Filistinli çocuklar için bekleyiş bitmek bilmiyor. Her sabah uyandıklarında aynı soru: "Bugün gelecekler mi?" diye. Bu bekleyiş öyle sıradan bir beklenti değil—hayatta kalma mücadelesinin ta kendisi.
Uluslararası Toplum Ne Yapıyor?
Dünyanın dört bir yanından aktivistler, insan hakları savunucuları ve sıradan vatandaşlar bu projeye destek veriyor. Kimi cebindeki son kuruşu bağışlıyor, kimi sosyal medyada ses olmaya çalışıyor. Ortak noktaları: Gazze'deki insanlık dramına seyirci kalmak istememeleri.
Aslında durup düşününce, bu filo sadece yardım taşımıyor. Aynı zamanda dünyaya şu mesajı veriyor: "Siz ne yaparsanız yapın, biz insanlığımızı kaybetmedik!"

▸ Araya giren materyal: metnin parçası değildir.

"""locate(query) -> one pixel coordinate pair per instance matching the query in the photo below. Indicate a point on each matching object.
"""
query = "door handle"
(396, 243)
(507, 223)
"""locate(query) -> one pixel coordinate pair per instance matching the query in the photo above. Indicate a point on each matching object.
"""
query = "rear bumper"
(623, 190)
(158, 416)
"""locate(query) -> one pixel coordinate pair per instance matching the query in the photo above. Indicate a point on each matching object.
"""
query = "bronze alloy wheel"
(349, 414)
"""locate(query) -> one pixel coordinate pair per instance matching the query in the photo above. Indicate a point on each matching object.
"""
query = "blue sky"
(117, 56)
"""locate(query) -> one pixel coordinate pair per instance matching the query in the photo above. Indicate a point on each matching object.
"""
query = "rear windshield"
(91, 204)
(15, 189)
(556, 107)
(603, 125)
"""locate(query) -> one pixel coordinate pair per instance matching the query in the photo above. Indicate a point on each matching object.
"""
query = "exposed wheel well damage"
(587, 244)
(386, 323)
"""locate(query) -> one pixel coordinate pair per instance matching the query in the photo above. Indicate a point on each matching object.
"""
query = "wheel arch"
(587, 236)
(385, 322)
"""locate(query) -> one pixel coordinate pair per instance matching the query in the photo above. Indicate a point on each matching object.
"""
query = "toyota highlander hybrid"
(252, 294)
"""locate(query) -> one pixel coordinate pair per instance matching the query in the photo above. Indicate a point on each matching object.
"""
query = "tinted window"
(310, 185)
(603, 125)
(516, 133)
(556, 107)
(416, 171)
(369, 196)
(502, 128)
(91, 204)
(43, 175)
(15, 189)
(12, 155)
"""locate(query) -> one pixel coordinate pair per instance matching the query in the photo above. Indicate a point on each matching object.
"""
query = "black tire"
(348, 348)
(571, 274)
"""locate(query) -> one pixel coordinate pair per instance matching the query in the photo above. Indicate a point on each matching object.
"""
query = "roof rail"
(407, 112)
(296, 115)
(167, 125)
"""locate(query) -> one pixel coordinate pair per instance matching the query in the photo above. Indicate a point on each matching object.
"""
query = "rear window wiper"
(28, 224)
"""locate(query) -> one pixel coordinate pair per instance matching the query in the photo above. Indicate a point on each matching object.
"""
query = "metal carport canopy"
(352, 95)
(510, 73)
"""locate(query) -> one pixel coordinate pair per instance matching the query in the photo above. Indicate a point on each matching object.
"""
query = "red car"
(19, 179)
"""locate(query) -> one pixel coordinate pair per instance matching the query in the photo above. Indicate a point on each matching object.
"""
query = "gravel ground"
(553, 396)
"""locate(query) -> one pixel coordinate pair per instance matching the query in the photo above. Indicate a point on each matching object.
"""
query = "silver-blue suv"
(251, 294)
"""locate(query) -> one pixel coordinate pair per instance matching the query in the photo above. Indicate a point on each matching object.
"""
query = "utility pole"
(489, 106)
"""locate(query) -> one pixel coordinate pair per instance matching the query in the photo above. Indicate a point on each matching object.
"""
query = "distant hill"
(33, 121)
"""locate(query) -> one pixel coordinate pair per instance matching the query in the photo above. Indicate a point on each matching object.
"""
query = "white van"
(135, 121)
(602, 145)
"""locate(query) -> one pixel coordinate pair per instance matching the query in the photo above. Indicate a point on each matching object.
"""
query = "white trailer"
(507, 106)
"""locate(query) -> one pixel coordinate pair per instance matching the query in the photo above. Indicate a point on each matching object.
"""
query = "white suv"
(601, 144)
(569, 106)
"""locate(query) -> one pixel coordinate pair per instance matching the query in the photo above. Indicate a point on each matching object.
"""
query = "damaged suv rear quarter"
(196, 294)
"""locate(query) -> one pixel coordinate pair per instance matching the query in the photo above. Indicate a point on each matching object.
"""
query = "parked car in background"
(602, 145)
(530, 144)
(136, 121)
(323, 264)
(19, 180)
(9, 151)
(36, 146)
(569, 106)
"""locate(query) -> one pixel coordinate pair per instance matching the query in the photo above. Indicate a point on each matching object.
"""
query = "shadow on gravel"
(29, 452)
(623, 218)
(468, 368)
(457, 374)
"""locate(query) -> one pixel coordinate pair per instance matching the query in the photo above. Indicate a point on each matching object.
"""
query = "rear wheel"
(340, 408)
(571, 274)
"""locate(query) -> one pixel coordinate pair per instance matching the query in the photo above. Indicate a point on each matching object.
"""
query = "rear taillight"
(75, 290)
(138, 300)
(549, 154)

Gazze'de yaşamak—kelimelerle anlatılması güç bir deneyim. Elektrik kesintileri, temiz su sıkıntısı, ilaç yokluğu... Ve tüm bunların ortasında çocuklar, hâlâ gülmeyi, oynamayı, umut etmeyi biliyor. İnsanın içini acıtan bir direniş bu.
Çocuk Gözüyle Umut
12 yaşındaki Leyla, filonun gelişini bir çizim defterine resmetmiş. Mavi denizde renkli tekneler, gülen yüzler, paketler içinde yardımlar... Çocuk hayali işte—savaşın bile silemediği masumiyet.
"En çok ne istiyorsun?" diye sorduğumda tereddütsüz cevap veriyor: "Normal bir hayat." Ne kadar basit, değil mi? Ama Gazze için en büyük lüks bu.
Sumud Filosu'nun yolculuğu hiç de kolay değil. Uluslararası sular, diplomatik engeller, güvenlik endişeleri... Tüm bu zorluklara rağmen yola çıkıyorlar. Neden mi? Çünkü orada, bir avuç toprak parçasında, onları bekleyen binlerce çocuk var.
Belki de en çarpıcı olanı: Bu çocuklar dünyanın geri kafının unuttuğu insanlık dersini bize yeniden hatırlatıyor. Dayanışmayı, direnci, umudu...
Sumud Filosu sadece bir yardım gemisi değil—insanlığın test edildiği bir sembol. Ve Gazze'nin çocukları, bu testten alnının akıyla çıkıyor. Geriye kalan soru şu: Biz ne yapacağız?